MORE robust collaboration is needed between the media and Civil Society Organizations (CSOs) to promote the culture of accountability and transparency in governance in Africa.
This was the remark of the Executive Director of the International Centre for Investigative Reporting (ICIR), Dayo Aiyetan, during a recent event involving journalists and activists in Accra, Ghana.
The event was a roundtable discussion between The ICIR, CSOs, and journalists towards implementing an investigative project on media engagement with key civil rights groups in Ghana and Nigeria.
Aiyetan said that although the Ghanaian and Nigerian media spaces have good relationships with CSOs, it is important for such partnerships to be deepened in order to yield better results.

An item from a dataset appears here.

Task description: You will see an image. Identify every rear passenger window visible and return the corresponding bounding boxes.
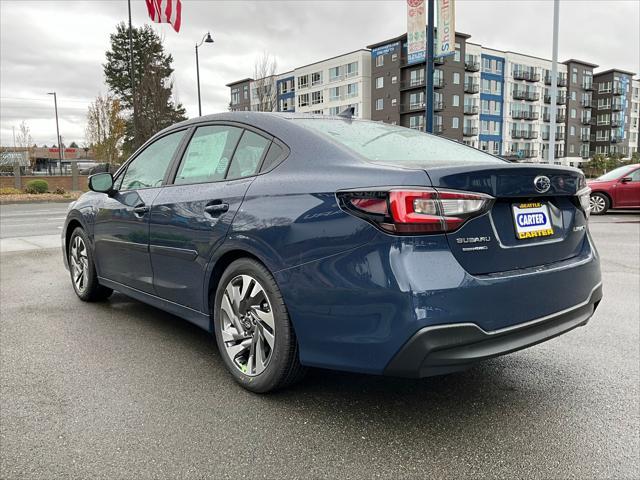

The event was funded by Ford Foundation under the theme, “Promoting Social justice and Accountability Issues in West Africa.”
It is hoped, Aiyetan said, that by amplifying social accountability issues, sustaining discussions on identified challenges, and pushing for policy change and or its implementation through investigative reporting, more meaningful and enduring impact will be achieved.
Journalists and activists were encouraged to focus attention on illicit cross-border crimes, embezzlement of funds by state officials, and human trafficking.
Aiyetan urged journalists not to focus only on money or the incentives they would receive, but rather, they should be driven by the fact that they serve as watchdogs of the society, assisting in the fight against corruption.
He advised that journalists should use the data gathered by CSOs as basis for their investigations, by highlighting how government failings or instances of corruption affect the ordinary citizens.
Aiyetan said such investigative, data-driven, watchdog reporting will keep both the leaders and the led in check, as well as push the agenda for punishing offenders.